The imminent danger he had spoken of, half slightingly, he evidently
considered as past. He had taken the opportunity offered by the slight
bustle made by the lowering of the quarter-boat and the departure of the
mate on a voyage of discovery to mingle with the crowd, and regain his
state-room. With the anchoring of the vessel, the momentary restraint
was relaxed, the passengers were allowed to pervade the deck, and Mrs.
Markham and Mr. Brace simultaneously rushed to Miss Keene's side.
"We were awfully alarmed for you, my dear," said Mrs. Markham, "until
we saw you had a protector. Do tell me--what DID he say? He must have
thought the danger great to have broken the Senor's orders and come upon
deck? What did he talk about?"
With a vivid recollection in her mind of Mr. Hurlstone's contemptuous
ignoring of the other ladies, Miss Keene became slightly embarrassed.
Her confusion was not removed by the consciousness that the jealous eyes
of Brace were fixed upon her.
"Perhaps he thought it was night, and walked upon deck in his sleep,"
remarked Brace sarcastically. "He's probably gone back to bed."
"He offered me his protection very politely, and begged to remain to put
me in the boat in case of danger," said Miss Keene, recovering herself,
and directing her reply to Mrs. Markham. "I think that others have made
me the same kind of offer--who were wide awake," she added mischievously
to Brace.
"I wouldn't be too sure that they were not foolishly dreaming too,"
returned Brace, in a lower voice.
"I should think we all were asleep or dreaming here," said Mrs. Markham
briskly. "Nobody seems to know where we are, and the only man who might
guess it--Senor Perkins--has gone off in the boat with the mate."
"We're not a mile from shore and a Catholic church," said Crosby, who
had joined them. "I just left Mrs. Brimmer, who is very High Church, you
know, quite overcome by these Angelus bells. She's been entreating the
captain to let her go ashore for vespers. It wouldn't be a bad idea, if
we could only see what sort of a place we've got to. It wouldn't do to
go feeling round the settlement in the dark--would it? Hallo! what's
that? Oh, by Jove, that'll finish Mrs. Brimmer, sure!"
"Hush!" said Miss Keene impulsively.
He stopped. The long-drawn cadence of a chant in thin clear soprano
voices swept through the fog from the invisible shore, rose high above
the ship, and then fell, dying away with immeasurable sweetness and
melancholy. Even when it had passed, a lingering melody seemed to
fill the deck. Two or three of the foreign sailors crossed themselves
devoutly; the other passengers withheld their speech, and looked at each
other. Afraid to break the charm by speech, they listened again, but in
vain an infinite repose followed that seemed to pervade everything.

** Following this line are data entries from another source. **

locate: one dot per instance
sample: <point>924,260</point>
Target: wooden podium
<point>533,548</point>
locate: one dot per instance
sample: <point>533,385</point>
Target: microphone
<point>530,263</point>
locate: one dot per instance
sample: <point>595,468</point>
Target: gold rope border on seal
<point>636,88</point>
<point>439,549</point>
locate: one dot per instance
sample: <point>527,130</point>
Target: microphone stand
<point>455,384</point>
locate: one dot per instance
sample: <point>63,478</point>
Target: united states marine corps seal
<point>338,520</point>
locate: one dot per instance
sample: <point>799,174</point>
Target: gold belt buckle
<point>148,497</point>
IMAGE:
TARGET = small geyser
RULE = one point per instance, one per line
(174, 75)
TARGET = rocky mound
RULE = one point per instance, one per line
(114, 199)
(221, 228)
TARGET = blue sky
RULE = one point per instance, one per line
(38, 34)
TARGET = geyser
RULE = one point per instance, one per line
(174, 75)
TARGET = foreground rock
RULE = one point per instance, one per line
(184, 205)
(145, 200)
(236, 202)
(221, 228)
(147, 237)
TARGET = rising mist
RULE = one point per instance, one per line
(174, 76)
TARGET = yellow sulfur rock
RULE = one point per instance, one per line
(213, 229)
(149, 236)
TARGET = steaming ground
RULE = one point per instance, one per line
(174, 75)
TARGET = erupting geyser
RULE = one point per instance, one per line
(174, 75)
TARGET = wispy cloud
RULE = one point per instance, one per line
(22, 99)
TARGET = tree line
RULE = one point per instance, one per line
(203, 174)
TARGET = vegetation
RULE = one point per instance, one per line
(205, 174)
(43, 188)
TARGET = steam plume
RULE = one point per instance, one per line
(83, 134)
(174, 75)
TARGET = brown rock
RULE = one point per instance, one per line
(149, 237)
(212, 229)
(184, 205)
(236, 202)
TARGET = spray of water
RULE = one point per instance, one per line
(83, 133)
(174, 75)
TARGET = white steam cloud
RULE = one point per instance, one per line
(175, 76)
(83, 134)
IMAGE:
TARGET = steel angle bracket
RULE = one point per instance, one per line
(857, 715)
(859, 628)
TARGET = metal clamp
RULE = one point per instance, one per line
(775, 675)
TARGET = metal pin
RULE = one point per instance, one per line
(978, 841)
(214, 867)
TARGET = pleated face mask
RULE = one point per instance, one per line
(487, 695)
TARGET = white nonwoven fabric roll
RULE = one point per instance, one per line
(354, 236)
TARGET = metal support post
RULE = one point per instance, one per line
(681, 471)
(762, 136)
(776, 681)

It was broken, at last, by the sound of oars in their rowlocks; the boat
was returning. But it was noticed that the fog had slightly lifted
from the surface of the water, for the boat was distinctly visible two
cables' length from the ship as she approached; and it was seen that
besides the first officer and Senor Perkins there were two strangers
in the boat. Everybody rushed to the side for a nearer view of those
strange inhabitants of the unknown shore; but the boat's crew suddenly
ceased rowing, and lay on their oars until an indistinct hail and
reply passed between the boat and ship. There was a bustle forward, an
unexpected thunder from the Excelsior's eight-pounder at the bow
port; Captain Bunker and the second mate ranged themselves at the
companionway, and the passengers for the first time became aware that
they were participating at the reception of visitors of distinction, as
two strange and bizarre figures stepped upon the deck.